‘Ik probeer alleen de goede dingen te onthouden – bitterheid is niet aan mij besteed. Natuurlijk vind ik het jammer dat mijn partij me niet opnieuw een verkiesbare plaats heeft gegeven. Maar dat is nu eenmaal het wezen van de politiek: soms is het jouw beurt, soms die van iemand anders. Bovendien kun je op veel manieren aan politiek doen. Voordat ik in het parlement kwam, had ik twaalf jaar voor de partij gewerkt, waarvan acht jaar voor Guy Verhofstadt. Mijn parlementaire mandaat is nu afgelopen, maar dat betekent voor mij niet het einde als politicus. Ik hecht ook veel belang aan mijn gemeentelijke mandaat. Het is niet omdat op dit moment op één niveau het boek is dichtgeslagen, dat ik er ook lokaal mee wil ophouden.
Ik heb vier fantastische jaren gehad in het parlement. Ik heb er hard gewerkt, en niet altijd in gemakkelijke commissies. De commissie Volksgezondheid is bijvoorbeeld een heel technische en daarom lastige commissie. Ik had het nadeel dat ik wat later in het parlement ben gekomen, als opvolger van Vincent Van Quickenborne, en dan zijn de plaatsen in de commissies al grotendeels verdeeld.
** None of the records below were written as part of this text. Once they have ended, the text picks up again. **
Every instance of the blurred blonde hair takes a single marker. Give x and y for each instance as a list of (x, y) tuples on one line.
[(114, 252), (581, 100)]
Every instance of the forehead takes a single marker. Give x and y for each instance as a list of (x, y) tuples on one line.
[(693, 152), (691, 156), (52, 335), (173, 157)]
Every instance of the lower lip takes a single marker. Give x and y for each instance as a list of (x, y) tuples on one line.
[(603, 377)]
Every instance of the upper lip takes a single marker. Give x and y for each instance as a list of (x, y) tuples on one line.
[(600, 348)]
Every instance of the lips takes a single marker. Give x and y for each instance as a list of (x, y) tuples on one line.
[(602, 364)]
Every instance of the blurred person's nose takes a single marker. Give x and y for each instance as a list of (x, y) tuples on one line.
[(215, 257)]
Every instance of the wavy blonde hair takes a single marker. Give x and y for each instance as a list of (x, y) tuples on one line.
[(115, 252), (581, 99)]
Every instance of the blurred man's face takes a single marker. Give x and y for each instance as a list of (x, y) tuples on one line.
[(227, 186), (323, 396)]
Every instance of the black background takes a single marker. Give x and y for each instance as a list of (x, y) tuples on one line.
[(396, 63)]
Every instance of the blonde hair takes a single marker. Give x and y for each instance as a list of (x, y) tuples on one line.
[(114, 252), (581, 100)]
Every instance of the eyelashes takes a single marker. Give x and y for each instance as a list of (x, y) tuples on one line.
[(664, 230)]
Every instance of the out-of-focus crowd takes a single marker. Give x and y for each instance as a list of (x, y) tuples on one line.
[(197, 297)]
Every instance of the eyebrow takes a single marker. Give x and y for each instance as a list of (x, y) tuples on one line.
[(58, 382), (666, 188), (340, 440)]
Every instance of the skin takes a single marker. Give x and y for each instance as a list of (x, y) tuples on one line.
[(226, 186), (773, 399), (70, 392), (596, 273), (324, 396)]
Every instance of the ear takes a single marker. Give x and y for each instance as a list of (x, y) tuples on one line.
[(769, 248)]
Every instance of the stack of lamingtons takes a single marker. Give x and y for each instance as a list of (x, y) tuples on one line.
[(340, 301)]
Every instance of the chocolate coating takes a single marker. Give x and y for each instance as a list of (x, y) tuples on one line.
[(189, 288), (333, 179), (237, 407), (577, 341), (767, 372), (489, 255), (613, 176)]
Maar ik geloof dat mijn collega’s uit de fractie en ik toch een aantal ernstige dossiers op de agenda hebben gekregen. Samen met Annemie Turtelboom en Hilde Vautmans ben ik erin geslaagd kleine steentjes in de rivier te verleggen. Zo hebben we destijds het voorstel ingediend om kinderopvang tot twaalf jaar fiscaal aftrekbaar te maken. Ook heb ik het probleem aangekaart van de ziekenhuissupplementen die ouders moeten betalen om bij hun zieke kinderen te kunnen overnachten – ook omdat ik zelf een dochtertje heb dat vaak in het ziekenhuis is opgenomen. Daar heb ik achteraf veel positieve reacties op gekregen. Maar moest ik nu per se de ambitie hebben om “het wetsvoorstel-Chevalier” op mijn naam te kunnen schrijven? Het zou natuurlijk mooi zijn geweest, maar het is ook lang niet slecht als je kunt zeggen dat je op het debat hebt gewogen.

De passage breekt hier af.